DIY makeovers

Faded pram fabric – a solution

I recently bought a secondhand Mountain Buggy Duet pushchair from eBay. I didn’t want to spend a fortune as Totsy is already past two and doesn’t use a pushchair much now, but still needs one for longer walks, like our school run which is a 30 minute walk each way. After lots of research I decided on the Duet and bid on a few before finally getting one for £200 (much better than the £550 price tag for a new one!) 

It was in really good condition and I was really pleased with it but the hoods were a bit faded (which seems ridiculously common on these particular buggies, practically all the second hand ones I looked at had faded hoods). They didn’t look too bad though until I bought a nearly new Carrycot Plus for it from a friend and the contrast between the old hoods and the new carrycot hood was suddenly a lot more noticeable. 

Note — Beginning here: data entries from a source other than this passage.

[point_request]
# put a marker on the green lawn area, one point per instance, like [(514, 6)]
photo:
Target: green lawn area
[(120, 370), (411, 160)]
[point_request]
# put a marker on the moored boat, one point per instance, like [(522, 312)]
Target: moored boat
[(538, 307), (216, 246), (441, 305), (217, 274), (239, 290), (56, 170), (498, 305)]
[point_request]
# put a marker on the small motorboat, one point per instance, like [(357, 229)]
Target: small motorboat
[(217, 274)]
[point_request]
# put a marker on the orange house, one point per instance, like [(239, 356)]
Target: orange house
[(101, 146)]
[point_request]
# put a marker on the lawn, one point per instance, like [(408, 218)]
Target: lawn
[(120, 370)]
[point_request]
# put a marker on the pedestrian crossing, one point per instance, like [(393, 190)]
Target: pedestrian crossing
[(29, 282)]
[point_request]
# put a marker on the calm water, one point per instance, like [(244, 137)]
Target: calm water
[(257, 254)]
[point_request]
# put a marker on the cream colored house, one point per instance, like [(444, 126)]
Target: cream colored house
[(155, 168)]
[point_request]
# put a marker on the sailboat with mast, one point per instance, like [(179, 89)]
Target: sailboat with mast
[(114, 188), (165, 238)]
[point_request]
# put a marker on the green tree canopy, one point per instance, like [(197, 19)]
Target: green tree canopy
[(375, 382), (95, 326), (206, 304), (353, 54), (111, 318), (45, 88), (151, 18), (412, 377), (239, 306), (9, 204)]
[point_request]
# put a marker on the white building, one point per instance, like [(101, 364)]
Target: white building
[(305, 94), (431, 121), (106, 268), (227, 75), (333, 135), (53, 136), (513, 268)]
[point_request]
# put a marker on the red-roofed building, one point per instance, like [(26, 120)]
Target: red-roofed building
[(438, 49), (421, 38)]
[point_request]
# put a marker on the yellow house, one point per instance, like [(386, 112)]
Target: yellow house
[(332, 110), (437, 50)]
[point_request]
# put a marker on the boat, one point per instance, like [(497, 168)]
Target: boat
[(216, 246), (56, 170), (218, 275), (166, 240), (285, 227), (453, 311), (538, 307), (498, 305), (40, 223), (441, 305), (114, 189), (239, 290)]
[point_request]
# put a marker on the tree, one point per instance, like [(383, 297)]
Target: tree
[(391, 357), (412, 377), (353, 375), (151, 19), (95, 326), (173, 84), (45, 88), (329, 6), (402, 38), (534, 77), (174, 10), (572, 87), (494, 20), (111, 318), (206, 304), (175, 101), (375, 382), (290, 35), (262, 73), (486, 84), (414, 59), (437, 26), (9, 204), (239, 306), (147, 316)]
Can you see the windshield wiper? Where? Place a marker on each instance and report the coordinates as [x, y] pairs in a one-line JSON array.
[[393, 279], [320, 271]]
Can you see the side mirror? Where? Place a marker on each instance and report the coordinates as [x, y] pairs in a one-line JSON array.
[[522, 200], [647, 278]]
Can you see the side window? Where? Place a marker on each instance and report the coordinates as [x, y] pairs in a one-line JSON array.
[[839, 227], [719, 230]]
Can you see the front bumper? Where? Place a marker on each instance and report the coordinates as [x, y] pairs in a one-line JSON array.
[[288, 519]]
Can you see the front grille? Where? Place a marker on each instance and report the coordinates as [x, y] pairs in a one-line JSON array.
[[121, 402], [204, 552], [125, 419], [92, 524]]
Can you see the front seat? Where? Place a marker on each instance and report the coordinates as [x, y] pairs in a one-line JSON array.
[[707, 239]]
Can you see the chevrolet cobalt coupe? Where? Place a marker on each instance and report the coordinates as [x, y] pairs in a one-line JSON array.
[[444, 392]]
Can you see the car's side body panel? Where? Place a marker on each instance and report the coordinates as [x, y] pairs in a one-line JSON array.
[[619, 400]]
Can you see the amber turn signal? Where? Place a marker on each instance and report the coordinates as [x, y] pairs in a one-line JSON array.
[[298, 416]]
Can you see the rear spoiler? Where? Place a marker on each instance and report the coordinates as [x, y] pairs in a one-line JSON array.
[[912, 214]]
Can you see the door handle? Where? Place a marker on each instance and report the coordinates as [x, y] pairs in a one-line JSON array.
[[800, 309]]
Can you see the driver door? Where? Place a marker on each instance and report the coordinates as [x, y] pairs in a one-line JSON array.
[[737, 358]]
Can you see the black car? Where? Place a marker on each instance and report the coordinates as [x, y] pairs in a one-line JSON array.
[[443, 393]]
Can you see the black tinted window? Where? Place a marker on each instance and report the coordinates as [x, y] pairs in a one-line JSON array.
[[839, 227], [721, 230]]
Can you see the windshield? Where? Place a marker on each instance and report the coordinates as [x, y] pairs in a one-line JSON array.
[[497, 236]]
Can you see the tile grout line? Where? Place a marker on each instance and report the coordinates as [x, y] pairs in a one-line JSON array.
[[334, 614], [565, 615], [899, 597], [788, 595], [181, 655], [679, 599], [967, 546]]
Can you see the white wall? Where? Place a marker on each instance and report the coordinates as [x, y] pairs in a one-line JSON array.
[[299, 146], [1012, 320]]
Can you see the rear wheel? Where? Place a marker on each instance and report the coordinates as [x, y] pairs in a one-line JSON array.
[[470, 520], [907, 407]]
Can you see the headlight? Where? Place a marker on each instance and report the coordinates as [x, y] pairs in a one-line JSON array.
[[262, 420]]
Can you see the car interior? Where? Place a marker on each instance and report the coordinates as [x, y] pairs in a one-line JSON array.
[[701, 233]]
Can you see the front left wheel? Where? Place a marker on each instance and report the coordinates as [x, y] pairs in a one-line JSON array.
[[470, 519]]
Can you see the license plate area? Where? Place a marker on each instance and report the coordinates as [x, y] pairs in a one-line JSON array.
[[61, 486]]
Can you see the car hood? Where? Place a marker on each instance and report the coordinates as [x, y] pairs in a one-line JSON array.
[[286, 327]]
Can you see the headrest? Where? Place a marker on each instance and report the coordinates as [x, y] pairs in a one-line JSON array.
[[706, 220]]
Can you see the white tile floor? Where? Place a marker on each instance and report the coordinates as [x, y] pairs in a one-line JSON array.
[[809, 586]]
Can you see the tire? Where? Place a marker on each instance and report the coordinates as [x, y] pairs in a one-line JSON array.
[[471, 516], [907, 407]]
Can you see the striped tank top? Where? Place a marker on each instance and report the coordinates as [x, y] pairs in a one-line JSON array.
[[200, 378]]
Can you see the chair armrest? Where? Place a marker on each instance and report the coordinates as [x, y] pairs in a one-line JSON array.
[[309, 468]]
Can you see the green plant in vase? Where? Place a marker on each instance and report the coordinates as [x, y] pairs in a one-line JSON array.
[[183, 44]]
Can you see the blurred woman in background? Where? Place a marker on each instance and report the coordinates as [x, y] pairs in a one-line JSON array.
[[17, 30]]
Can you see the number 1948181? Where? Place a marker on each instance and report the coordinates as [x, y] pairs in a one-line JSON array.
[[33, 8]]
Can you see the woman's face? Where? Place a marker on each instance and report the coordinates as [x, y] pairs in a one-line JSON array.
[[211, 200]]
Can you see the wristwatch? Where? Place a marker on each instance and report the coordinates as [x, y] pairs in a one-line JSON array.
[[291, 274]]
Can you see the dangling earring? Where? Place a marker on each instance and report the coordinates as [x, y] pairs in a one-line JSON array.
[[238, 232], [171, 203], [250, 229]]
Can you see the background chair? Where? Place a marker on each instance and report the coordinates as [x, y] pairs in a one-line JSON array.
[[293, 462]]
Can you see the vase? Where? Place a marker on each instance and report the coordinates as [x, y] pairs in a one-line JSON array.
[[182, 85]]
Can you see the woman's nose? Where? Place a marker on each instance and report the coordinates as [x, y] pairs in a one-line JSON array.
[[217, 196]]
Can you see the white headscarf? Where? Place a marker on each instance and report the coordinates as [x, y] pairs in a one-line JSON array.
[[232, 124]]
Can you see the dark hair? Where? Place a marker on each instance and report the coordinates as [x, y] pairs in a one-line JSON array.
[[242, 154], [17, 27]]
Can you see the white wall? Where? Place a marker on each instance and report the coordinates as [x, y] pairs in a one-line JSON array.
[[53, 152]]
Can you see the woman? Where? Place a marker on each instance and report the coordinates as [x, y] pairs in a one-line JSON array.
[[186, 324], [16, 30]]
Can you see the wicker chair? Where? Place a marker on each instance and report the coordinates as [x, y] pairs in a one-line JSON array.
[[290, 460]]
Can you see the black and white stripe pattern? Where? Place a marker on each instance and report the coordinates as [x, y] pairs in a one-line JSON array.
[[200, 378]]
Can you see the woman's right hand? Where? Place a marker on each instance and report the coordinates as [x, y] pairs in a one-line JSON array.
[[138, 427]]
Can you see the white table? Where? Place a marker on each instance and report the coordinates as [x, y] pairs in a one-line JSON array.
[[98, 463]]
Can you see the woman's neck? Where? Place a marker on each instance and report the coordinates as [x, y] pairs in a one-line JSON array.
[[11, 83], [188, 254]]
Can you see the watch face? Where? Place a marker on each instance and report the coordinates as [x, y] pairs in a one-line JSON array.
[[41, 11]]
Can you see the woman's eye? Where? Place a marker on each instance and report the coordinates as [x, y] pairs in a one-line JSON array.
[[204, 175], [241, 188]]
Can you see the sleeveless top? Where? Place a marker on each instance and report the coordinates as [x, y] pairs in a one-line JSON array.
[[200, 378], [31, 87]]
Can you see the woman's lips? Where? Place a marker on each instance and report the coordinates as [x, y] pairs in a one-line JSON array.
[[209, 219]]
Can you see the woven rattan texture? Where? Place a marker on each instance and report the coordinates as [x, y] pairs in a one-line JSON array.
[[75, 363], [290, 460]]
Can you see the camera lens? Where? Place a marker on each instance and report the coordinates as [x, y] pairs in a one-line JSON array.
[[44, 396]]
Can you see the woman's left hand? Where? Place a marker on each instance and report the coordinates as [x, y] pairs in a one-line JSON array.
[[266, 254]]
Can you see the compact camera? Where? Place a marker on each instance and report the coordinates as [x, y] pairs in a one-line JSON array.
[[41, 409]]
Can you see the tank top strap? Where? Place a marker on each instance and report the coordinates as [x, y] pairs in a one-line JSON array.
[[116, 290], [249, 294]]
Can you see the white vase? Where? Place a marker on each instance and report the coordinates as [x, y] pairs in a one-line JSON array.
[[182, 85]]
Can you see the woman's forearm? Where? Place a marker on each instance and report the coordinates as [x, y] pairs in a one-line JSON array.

I looked into getting replacement hoods but as it’s an older model pushchair I couldn’t get two the same colour (although the team at Mountain Buggy were really helpful) so I started to wonder if there was a way to revamp the old ones. 

After a bit of research (googling counts as research, right?) I came across this article and after their advice decided to buy Simply Spray Outdoor Fabric Paint which comes in lots of different colours.

Two days before I was being induced (because we work best under pressure!) we decided to give it a go and so Mr T made a start. It was quite messy, definitely an outdoor task and would recommend you use gloves, but it was very easy. You literally just spray it on, wipe off any excess (we just used kitchen roll for this) and leave it to dry. It was easier to work on quite small areas at a time rather than just going for the whole thing in one go as you do need to wipe any excess off really quickly. The trickiest bits were around the see-through window panels but I just covered these with a piece of kitchen roll folded to size and stuck on with tape and they were fine (they have the odd little speckle on them now but it’s not noticeable). 


I should have taken more before photos but it was only once we started and it looked like it was actually going to work that I thought about doing a post about it (yep, I’m a rubbish blogger!) Here is one hood before and one hood after which really shows you the difference.

As you can see the fading was a brownish colour but it covered really well and we were really pleased with the results. It was a really warm day and so they were pretty much dry after a few hours. They were a bit tacky to the touch for about 48 hours so if possible I would recommend doing this when you don’t need to use the pushchair straight away but although they felt just slightly sticky none of the paint transferred to your hands or came off so it wasn’t really a problem.

Although we only used the paint for the hoods, if you needed to do the seats etc I think it would work just as well. One can of paint was plenty for two hoods (we did inside of the hoods as well as outside) so would be enough for a single pushchair hood and seat, but if you wanted to do a full double pushchair (hoods and seats) you might need two cans of paint.

I am so pleased with the finished result, it’s really improved the overall look of the pushchair for a very small cost and minimal effort.